The First Suburbs, those communities that border the City of Cleveland, are caught in the middle. Because these individual municipalities are much smaller than Cleveland and have, for the most part, experienced a milder and more gradual kind of decline, they cannot readily tap into the federal and state resources available to Cleveland for large-scale redevelopment. Unlike newer, outer ring communities, the First Suburbs have little vacant land for development, so they have few opportunities to attract the new housing and businesses they need to shore up declining tax bases.

Unwilling simply to watch and wait while the physical condition and economic health of their communities slowly but steadily deteriorate, elected officials and staff from the First Suburbs have united to gain support for their common concerns and to lobby for resources to help reverse the decline. Their efforts have begun to result in positive change and have even attracted the attention of urban policy experts, who cite the consortium as a model for aging suburban areas nationwide. At the same time, there is a degree of suspicion among officials in some of the outlying areas who are concerned that the increasing influence of the First Suburbs Consortium will be harmful to their own interests.

The argument in the outer ring is that development occurs in response to market demand. The newer suburbs are where people want to live, shop, and locate their businesses, and this growing demand is what drives new development. And, after all, the First Suburbs were themselves the urban sprawl of the last century.

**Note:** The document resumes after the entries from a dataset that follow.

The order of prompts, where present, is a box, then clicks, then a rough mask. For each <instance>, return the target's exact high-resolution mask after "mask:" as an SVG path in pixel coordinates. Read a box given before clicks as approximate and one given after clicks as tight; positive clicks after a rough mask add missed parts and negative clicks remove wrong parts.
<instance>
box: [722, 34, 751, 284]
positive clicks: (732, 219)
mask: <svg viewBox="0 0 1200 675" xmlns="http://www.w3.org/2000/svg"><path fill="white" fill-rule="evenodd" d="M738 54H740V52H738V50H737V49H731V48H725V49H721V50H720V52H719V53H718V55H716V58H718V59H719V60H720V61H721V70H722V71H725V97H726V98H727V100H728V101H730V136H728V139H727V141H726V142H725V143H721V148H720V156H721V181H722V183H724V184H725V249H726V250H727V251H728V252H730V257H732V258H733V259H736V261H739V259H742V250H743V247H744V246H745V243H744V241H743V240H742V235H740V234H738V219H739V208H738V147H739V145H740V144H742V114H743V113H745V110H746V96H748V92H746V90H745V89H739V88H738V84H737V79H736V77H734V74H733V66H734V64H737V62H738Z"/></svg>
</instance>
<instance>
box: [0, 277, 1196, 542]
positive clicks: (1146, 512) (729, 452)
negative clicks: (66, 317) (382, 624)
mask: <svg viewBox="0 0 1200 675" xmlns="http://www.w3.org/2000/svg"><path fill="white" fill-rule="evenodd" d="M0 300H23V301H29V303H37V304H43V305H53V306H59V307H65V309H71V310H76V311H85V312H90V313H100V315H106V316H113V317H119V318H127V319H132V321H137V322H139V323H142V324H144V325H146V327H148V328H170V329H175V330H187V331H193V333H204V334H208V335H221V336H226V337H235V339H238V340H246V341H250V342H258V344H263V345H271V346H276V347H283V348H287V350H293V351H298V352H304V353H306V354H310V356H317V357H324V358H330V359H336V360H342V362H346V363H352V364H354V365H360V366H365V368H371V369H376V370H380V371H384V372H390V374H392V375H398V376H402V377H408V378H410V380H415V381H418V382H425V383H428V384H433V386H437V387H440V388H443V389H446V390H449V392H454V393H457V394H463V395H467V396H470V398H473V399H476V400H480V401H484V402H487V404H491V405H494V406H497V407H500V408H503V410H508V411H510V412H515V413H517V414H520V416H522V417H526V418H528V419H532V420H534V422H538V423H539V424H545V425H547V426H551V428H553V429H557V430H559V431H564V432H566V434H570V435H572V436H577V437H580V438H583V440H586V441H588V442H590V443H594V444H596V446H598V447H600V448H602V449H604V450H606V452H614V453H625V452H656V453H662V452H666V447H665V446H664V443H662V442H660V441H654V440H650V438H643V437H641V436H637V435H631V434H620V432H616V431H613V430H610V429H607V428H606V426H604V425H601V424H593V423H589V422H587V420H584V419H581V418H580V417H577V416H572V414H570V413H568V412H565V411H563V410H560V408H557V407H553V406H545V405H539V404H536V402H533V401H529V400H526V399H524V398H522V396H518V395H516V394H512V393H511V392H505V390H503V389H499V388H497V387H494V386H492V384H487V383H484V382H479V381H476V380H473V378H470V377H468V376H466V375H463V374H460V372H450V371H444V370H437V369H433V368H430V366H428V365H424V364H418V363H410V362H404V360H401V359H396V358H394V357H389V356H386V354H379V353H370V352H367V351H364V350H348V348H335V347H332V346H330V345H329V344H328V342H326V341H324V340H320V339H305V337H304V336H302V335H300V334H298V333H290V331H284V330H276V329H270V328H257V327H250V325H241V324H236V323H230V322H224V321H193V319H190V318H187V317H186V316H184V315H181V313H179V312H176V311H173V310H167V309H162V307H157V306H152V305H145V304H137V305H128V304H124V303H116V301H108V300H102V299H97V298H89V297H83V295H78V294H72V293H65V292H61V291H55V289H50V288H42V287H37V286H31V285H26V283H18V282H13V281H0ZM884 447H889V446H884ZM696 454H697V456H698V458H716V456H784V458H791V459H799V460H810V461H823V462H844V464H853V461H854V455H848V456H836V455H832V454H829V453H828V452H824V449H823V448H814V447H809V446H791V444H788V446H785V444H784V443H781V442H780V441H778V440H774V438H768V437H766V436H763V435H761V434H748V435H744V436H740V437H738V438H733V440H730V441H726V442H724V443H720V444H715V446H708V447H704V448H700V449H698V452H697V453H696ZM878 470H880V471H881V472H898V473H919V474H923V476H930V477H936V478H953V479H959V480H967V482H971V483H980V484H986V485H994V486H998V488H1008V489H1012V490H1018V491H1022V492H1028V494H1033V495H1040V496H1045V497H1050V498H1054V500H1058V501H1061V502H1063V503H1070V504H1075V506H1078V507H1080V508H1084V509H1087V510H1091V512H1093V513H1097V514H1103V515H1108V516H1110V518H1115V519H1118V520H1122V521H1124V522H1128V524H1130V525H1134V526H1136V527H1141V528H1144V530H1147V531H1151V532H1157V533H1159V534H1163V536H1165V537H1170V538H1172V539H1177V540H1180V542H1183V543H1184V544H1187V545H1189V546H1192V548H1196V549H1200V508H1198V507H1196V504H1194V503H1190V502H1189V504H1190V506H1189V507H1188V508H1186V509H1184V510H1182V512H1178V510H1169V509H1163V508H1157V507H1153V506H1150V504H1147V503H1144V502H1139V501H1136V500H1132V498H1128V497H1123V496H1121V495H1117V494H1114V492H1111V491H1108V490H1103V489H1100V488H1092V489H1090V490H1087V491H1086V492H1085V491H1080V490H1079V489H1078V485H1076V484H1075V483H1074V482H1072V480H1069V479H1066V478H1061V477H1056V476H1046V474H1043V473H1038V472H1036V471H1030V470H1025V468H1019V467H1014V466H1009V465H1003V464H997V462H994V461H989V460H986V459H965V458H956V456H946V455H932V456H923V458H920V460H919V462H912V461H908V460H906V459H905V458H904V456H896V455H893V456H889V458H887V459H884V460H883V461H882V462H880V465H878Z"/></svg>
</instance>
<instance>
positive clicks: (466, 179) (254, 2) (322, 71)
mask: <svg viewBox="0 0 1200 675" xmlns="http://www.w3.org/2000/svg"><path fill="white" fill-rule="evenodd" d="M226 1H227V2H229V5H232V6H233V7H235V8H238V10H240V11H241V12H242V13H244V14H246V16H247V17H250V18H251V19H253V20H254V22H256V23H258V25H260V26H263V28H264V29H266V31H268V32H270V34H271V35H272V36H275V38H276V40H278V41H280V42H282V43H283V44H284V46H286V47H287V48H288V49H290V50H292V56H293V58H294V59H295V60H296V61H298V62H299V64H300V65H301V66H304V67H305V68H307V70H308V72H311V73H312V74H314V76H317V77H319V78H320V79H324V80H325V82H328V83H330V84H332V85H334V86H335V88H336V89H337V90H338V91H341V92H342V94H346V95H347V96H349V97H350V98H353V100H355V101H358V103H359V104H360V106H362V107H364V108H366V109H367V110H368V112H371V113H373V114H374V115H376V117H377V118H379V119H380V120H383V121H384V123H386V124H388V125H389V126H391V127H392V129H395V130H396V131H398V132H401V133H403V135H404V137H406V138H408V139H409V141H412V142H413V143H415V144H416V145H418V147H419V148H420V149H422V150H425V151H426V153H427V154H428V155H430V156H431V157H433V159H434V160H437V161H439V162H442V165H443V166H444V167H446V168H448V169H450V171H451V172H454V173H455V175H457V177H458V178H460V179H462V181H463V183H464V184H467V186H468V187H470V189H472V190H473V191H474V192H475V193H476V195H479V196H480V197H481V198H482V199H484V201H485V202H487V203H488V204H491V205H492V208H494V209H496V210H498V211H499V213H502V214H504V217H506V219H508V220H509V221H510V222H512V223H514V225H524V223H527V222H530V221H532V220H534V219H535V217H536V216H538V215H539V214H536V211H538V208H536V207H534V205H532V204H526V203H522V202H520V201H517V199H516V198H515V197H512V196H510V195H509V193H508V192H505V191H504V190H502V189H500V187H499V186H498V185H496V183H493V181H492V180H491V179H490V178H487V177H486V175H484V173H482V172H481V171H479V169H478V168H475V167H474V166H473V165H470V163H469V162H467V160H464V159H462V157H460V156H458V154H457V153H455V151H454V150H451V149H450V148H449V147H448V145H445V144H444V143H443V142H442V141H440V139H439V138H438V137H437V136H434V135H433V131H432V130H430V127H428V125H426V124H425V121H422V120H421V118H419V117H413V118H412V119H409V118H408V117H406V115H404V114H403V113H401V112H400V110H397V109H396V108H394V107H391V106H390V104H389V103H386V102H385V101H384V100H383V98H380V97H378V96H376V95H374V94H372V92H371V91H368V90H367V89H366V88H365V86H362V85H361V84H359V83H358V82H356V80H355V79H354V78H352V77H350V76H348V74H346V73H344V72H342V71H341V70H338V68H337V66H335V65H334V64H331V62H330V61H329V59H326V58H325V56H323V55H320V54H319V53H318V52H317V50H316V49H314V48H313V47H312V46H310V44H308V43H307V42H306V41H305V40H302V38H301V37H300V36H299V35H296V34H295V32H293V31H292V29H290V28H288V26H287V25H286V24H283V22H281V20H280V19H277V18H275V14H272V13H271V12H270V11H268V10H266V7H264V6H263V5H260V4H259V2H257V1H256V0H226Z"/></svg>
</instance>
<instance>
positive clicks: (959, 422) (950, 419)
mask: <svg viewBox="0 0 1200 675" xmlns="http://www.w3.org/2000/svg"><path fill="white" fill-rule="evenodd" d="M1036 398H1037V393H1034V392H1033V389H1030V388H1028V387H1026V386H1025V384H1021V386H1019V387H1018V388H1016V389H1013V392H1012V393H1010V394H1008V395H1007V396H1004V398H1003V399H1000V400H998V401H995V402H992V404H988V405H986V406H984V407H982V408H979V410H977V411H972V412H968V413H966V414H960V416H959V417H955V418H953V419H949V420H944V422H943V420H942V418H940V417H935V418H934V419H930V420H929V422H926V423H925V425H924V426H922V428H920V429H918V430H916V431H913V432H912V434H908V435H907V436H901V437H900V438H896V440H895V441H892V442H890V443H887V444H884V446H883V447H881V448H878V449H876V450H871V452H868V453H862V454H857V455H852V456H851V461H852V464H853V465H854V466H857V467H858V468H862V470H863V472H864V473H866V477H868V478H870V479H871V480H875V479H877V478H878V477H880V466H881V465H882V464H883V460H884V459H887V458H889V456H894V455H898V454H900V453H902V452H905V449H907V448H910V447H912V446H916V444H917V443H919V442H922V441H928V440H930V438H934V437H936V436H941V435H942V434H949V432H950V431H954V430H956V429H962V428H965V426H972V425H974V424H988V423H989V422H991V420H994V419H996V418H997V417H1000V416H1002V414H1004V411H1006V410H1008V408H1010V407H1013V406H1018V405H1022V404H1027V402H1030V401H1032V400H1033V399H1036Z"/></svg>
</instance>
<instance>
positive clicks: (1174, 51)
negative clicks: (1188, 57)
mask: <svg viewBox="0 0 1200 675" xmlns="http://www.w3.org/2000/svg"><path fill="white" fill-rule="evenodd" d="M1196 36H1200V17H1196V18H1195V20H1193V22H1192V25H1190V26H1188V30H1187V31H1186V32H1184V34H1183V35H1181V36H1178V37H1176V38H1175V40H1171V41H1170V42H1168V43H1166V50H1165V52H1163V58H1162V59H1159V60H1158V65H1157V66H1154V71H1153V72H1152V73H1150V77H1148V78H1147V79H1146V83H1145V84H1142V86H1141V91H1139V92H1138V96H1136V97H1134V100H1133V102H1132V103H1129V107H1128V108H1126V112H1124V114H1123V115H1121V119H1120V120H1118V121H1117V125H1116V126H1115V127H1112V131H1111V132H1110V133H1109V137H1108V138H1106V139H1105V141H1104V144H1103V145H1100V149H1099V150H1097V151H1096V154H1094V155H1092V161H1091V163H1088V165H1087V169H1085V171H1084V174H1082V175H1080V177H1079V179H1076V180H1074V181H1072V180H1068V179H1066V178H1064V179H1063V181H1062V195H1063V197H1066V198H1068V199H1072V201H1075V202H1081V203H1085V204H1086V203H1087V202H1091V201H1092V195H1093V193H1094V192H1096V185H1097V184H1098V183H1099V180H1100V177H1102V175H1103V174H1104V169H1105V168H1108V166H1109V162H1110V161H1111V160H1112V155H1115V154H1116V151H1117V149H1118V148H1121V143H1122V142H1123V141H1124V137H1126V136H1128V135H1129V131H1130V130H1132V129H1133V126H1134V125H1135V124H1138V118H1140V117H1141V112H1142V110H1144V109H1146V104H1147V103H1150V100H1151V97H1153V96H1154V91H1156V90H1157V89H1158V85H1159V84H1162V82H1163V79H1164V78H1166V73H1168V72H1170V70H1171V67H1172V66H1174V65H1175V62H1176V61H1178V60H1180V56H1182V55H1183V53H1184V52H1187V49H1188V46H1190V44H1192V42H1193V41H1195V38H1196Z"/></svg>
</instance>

The First Suburbs counter with the argument that much of the new development in outlying areas is being unfairly subsidized by residents of the central core whose tax dollars are being used to help build new roads and interchanges, extend infrastructure, and build new schools at the periphery.

In this endless tug-of-war for residents, development and public funds, a key question gets obscured. Can the central city, the inner-ring suburbs and developing communities at the outer edges of the region peacefully coexist? Clearly people want choices in selecting their environments. A nice old house in a dense Cleveland Heights neighborhood may be perfect for me but utterly unappealing to someone who dreams of a new house on acres of land in Geauga County or a loft apartment in downtown Cleveland. The metropolitan regions most likely to thrive in the new century are those that offer the widest range of high quality housing options and amenities. The implication for Cleveland, then, is that we all need to look beyond the boundaries of the places where we have chosen to live and work and seriously consider what is best for the region.

Of course, that’s easier said than done when each local jurisdiction clings tightly to its home rule authority and every gain for one community seems to come at the expense of another. But together we must figure out how to stabilize the central city as the economic and cultural heart of the region, while simultaneously protecting older suburbs from decline, encouraging appealing and responsible new development at the periphery, and preserving sensitive environmental and agricultural land, or our region will never achieve its full potential. Creating a dynamic and equitable regional vision is a big challenge, to be sure, but our collective futures depend on it.